Die Suche nach künstlerischer Erneuerung und Inspiration weckte in Paul Gauguin den Traum vom Leben in einer primitiven Kultur, die den Ursprüngen der Menschheit näher stand. Bereits im 19. Jahrhundert war die Südseeinsel Tahiti, die erst 1767 im Zentrum Polynesiens entdeckt worden war, als Insel der Seligen zum Wunschziel eines irdischen Paradieses geworden. 100 Jahre zuvor waren schon Künstler und Literaten diesem Traum gefolgt und nach Tahiti ausgewandert — leider erfolglos. Durch die Indochina-Pavillons der Pariser Weltausstellung (1889) inspiriert, wollte Gauguin als Aussteiger dort seinen Traum von einem „Atelier der Tropen“ verwirklichen. Der künstlerische Außenseiter hoffte, hier eine neue Form und Freiheit für die moderne Kunst zu finden.

figure 1

Paul Gauguin „Zwei Schwestern“ (1892)

© Fine Art Images / Heritage Images / picture alliance

Schiffsjunge und Börsenmakler

Das Leben des 1848 in Paris geborenen Paul Gauguin war von jeher unstet. Nach seiner Geburt wanderte die Familie nach Peru aus. Auf der Überfahrt starb der Vater, dort angekommen brach der Bürgerkrieg aus, bald mussten sie wieder zurückkehren. Nach seiner Gymnasialzeit war Gauguin zunächst Schiffsjunge, dann diente er erst der Handelsmarine und anschließend als Matrose der Kriegsmarine. Seinen größten beruflichen Erfolg hatte er danach als Börsenmakler bei einer Pariser Bank. Doch schlug er lieber die unsichere Laufbahn eines Künstlers ein. Noch während seines Malstudiums heiratete er das dänische Kindermädchen Mette Gad, mit der er drei Söhne und zwei Töchter bekam.
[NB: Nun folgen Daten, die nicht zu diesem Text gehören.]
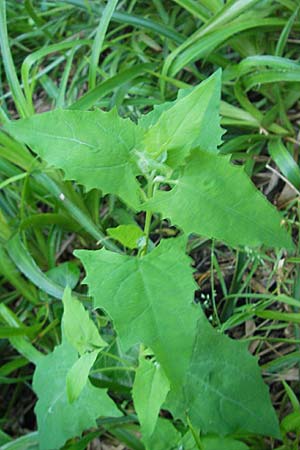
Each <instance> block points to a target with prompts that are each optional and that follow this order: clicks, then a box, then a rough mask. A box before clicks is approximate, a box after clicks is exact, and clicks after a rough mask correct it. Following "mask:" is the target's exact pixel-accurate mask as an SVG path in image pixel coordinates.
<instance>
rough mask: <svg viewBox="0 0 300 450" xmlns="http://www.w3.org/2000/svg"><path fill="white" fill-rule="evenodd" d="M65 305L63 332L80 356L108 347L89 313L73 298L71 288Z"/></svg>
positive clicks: (63, 300)
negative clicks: (95, 350)
mask: <svg viewBox="0 0 300 450" xmlns="http://www.w3.org/2000/svg"><path fill="white" fill-rule="evenodd" d="M63 304H64V314H63V318H62V326H63V330H64V333H65V336H66V338H67V339H68V341H69V342H70V344H72V345H73V347H74V348H75V349H76V350H77V351H78V353H79V354H80V355H82V354H84V353H85V352H90V351H93V350H95V348H98V349H99V348H103V347H105V346H106V345H107V343H106V342H105V341H104V340H103V339H102V338H101V336H100V334H99V332H98V330H97V327H96V325H95V324H94V322H93V321H92V320H91V319H90V317H89V313H88V311H86V310H85V309H84V306H83V305H82V304H81V303H80V302H79V301H78V300H77V299H76V298H74V297H72V293H71V289H70V288H66V289H65V292H64V296H63Z"/></svg>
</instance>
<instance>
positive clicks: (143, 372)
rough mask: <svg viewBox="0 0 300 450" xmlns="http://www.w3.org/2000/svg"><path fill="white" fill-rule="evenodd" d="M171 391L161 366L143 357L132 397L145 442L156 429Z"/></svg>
mask: <svg viewBox="0 0 300 450" xmlns="http://www.w3.org/2000/svg"><path fill="white" fill-rule="evenodd" d="M169 390H170V383H169V380H168V378H167V377H166V375H165V373H164V371H163V369H162V367H161V365H160V364H159V363H157V362H153V361H150V360H148V359H145V358H143V357H141V358H140V360H139V367H138V369H137V371H136V375H135V379H134V385H133V390H132V395H133V402H134V407H135V410H136V412H137V415H138V418H139V421H140V424H141V431H142V435H143V440H144V441H145V442H147V440H148V439H149V437H150V436H151V435H152V433H153V431H154V429H155V425H156V423H157V419H158V415H159V411H160V408H161V406H162V404H163V402H164V401H165V399H166V397H167V394H168V392H169Z"/></svg>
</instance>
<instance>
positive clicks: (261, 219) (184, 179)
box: [146, 150, 293, 249]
1879 nahm Gauguin an der 4. und 1882 an der 7. Ausstellung der Impressionisten in Paris teil. In Kopenhagen, wo er mit Familie vorübergehend wohnte, hatte er 1885 einen Misserfolg mit seinen ausgestellten Bildern, sodass er vorübergehend als Plakatkleber sein Geld verdienen musste, zumal es zu einem Zerwürfnis mit den Schwiegereltern kam. 1891 verabschiedete er sich ohne Familie nach Tahiti.

Zerstörtes Paradies

Mit seinen Südseebildern wurde Gauguin zur Künstlerlegende. Sie erzielen heute Rekordpreise. Immer wieder wurden und werden sie reproduziert. Gemalt hatte er dort leuchtend farbige Landschaften, Strände mit Palmen und vor allem exotische Mädchen und Frauen. Natur und Menschen sollten im Sinne eines „dekorativen Expressionismus“ in farbig abstrakten Mustern verschmelzen. Aus der Verbindung zu Tanz und Musik wollte er ein Gesamtkunstwerk (Synästhesie) entstehen lassen. Jedoch stellten die Bilder nicht die Wirklichkeit dar: Durch Christianisierung, Handel und Kolonialherrschaft war das Paradies zerstört worden.
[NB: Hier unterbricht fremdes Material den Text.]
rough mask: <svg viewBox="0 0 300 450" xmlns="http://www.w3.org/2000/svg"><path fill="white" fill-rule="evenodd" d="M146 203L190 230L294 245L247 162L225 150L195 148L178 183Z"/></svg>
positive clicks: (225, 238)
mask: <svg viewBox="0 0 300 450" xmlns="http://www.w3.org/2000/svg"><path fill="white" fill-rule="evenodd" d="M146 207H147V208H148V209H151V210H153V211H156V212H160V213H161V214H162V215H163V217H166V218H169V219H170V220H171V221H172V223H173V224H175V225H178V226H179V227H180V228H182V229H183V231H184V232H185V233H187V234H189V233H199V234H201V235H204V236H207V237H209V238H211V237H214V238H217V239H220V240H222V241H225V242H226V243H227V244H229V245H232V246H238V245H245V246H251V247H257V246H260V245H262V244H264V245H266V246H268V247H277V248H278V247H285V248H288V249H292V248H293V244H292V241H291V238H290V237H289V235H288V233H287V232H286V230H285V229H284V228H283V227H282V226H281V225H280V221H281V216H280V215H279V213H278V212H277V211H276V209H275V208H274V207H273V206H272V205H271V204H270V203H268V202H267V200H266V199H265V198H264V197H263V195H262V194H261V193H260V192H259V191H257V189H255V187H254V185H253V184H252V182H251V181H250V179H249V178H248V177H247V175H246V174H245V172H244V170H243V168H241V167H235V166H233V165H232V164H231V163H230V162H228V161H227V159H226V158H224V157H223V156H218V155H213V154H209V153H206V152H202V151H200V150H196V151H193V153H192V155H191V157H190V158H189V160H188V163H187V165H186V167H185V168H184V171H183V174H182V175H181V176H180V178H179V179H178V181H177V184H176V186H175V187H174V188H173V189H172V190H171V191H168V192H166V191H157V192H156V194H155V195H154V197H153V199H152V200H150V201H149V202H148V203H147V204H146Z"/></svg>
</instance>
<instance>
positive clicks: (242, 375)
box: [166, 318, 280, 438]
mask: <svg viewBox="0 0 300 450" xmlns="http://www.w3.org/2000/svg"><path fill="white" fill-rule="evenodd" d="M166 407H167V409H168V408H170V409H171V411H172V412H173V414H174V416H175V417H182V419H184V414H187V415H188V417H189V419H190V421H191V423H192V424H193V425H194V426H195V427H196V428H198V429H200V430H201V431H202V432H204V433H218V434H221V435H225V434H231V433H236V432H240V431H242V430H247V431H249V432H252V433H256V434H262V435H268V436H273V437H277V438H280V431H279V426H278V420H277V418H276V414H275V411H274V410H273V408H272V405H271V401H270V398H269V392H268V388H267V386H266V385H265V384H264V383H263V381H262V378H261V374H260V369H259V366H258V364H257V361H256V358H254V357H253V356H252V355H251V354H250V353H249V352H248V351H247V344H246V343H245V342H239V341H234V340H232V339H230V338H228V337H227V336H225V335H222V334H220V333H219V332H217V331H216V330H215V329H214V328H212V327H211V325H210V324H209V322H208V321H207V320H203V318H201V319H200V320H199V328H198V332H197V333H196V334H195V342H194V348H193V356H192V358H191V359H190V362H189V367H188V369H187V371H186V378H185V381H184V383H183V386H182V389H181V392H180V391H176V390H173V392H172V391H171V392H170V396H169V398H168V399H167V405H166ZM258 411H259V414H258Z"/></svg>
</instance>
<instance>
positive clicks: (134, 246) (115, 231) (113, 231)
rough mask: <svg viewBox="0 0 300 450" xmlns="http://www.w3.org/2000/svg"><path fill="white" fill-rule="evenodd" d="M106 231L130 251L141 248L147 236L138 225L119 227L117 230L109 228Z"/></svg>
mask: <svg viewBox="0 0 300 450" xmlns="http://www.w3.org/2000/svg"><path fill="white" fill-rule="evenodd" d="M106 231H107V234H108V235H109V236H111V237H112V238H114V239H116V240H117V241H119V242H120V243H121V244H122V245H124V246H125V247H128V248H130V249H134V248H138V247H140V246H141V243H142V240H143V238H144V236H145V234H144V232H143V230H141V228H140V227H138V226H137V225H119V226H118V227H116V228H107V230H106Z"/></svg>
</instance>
Aber er stellte geprägt vom eigenen Glauben auch Themen der christlichen Geschichte wie die Geburt Jesu mit Insulanern in die Südsee verlegt dar. Bei seinem ersten Aufenthalt auf Tahiti schuf er nur wenige Werke, Trägheit und Melancholie überkamen ihn und sie übertrugen sich auch auf die Porträts der Bewohner. Eine Augenkrankheit, Vereinsamung und vor allem Geldmangel zwangen ihn 1893 zu einer vorzeitigen Rückkehr nach Paris. Eine Erbschaft hielt ihn dort über Wasser.
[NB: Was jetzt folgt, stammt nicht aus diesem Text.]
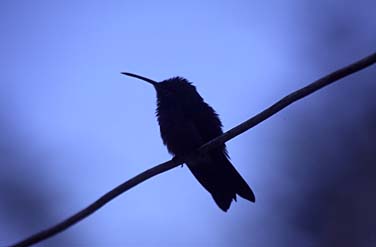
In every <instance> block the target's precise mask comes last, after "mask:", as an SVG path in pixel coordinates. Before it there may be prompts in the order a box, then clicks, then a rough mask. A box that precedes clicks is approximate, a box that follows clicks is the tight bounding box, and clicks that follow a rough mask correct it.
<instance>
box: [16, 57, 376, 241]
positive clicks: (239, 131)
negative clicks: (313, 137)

Bei seiner zweiten Tahitireise 1895 errichtete Gauguin sich unweit von Tahitis Hauptstadt ein Atelierhaus. Trotz Geldnot und Krankheit mit depressiven Phasen entstanden viele seiner Meisterwerke. In seine Hütte nahm er sich eine polynesische Schönheit zur Geliebten. Es kam zu einem endgültigen Bruch mit Mette. 1898 unternahm er einen Selbstmordversuch, nachdem Alkohol und eine Syphilis seine Gesundheit zerstört hatten. Im Alter von nur 54 Jahren starb er 1903 in seinem Haus („Haus des Genießens“) in Atuana auf der Marquesas-Insel Dominique.

Weniger bekannt sind seine Schriften und Briefe aus seinen Aufenthalten auf Tahiti. So hat Gauguin 1897 die Erinnerungen an seinen ersten Aufenthalt in seinem Buch „Noah Noah“ („Duftendes Land“) beschrieben.